Jul 10, 2025 15:40 IST
First published on: Jul 10, 2025 at 15:40 IST
Written by Navami Krishnamurthy
When I was in my late teens, I was travelling in an auto-rickshaw and had an encounter that would stay with me for years. At a traffic light, I noticed a man in the neighbouring rickshaw pointing his phone in my direction. At first, I hesitated to trust my instincts, wondering if I was overthinking. However, when my auto driver started shouting at him, it reaffirmed my fear that I was being recorded without my knowledge or consent. This was my first real encounter of this nature, something that I didn’t have the words to describe. The concept of consent in such situations was alien to me back then, and still is to many people.
Now, a decade later, I am older, more aware and always alert in public spaces. However, despite the passage of time, I fear that the concept of consent remains shifty in our social fabric. In fact, with the rise of social media, consent has taken on new and more complex dimensions that we are only just beginning to understand and navigate.
The arrest of a 26-year-old man in Bengaluru for posting inappropriate photos and videos of a woman on social media brought back a rush of memories and emotions that I had buried. It took me back to when I was 15 years old, unsettled and confused, yet quietly grateful to see that a woman had come forward to report something that so many endure in silence.

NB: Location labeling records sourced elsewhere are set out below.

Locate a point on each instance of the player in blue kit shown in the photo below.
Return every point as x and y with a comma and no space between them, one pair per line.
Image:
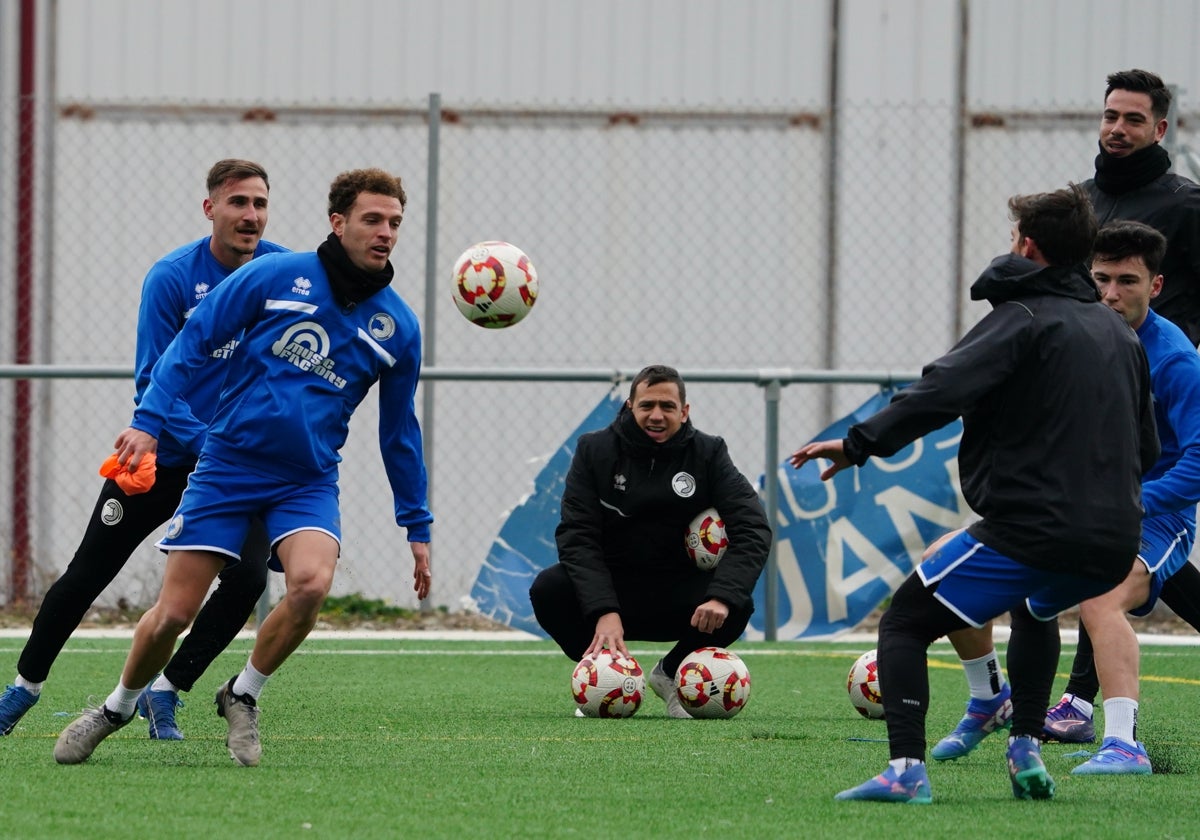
317,330
237,204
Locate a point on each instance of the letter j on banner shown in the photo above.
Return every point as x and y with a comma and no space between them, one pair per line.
845,545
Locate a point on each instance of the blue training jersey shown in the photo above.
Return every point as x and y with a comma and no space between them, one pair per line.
172,289
303,365
1173,485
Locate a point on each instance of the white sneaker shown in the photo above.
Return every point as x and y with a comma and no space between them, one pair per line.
665,688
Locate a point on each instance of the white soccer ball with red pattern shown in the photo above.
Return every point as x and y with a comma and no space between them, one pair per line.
493,285
609,687
706,539
713,683
863,687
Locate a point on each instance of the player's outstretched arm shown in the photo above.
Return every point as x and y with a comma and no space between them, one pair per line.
831,450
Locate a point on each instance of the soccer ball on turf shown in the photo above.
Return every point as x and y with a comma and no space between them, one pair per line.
493,285
713,683
706,539
863,685
609,687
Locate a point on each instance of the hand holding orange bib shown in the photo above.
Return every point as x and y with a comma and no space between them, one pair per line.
131,483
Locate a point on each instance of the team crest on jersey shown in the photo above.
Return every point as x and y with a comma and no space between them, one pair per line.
112,513
382,325
683,485
306,346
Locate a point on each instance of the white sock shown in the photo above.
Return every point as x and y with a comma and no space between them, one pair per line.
250,682
1121,719
33,688
163,684
123,701
1080,703
901,765
984,677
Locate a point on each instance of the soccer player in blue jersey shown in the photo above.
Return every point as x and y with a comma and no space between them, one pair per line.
237,204
317,330
1126,263
1059,426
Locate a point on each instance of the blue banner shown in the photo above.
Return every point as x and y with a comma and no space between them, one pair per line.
844,545
526,543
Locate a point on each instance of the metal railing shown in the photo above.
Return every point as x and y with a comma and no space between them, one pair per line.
772,381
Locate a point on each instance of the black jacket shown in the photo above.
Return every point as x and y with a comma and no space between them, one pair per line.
628,503
1171,205
1057,421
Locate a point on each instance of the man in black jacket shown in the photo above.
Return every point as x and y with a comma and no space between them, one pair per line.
1057,430
1133,181
623,570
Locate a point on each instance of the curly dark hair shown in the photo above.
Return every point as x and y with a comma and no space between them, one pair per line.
1143,82
654,375
347,186
1062,223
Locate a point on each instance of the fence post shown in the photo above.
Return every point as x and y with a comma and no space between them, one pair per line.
771,491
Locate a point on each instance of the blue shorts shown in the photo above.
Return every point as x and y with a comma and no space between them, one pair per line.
978,583
221,499
1165,545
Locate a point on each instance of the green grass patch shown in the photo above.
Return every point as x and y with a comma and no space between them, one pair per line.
453,739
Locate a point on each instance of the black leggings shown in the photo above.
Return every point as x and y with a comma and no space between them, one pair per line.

Her courage made me reflect on the concept of consent, how it should be absolute, fundamental and universal. Yet for far too many, it remains negotiable, irrelevant, or worse, “optional”.
Consent is not optional
Does simply walking down Church Street on a quiet Wednesday morning in Bengaluru amount to giving consent? Does being in a public space mean that you consent to being photographed or recorded, with the possibility of such content being circulated online without your knowledge? To me, and I’m sure to many others, the answer is a firm “no”. Being in public does not strip anyone of their right to privacy. It certainly does not justify targeted, inappropriate recording. Consent does not become irrelevant the moment we step outside. It is not a concept that bends to context or convenience and is never “optional”.
While I speak of the discomfort of being photographed without consent, I am also speaking of something much more serious — public safety. When someone captures your image without permission, especially with intent, it often feels like the first step in a larger pattern of objectification and stalking.
Women should have the basic right to simply exist without being surveilled or captured. The right to occupy space without being reduced to content. The fear of being watched or recorded changes how we move through the world, and that fear is not just physical; it is also emotional, psychological and gendered, just like the boundary between private and public spaces.
As women, we are conditioned to be hyper-vigilant, to watch how we dress, avoid eye contact, stay alert and walk away from confrontation. But perhaps it’s time to change the conditioning. Why does the conversation always spin to the legitimacy of non-consensual photography and not the entitlement behind it? Being in public does not mean that women consent. It never did.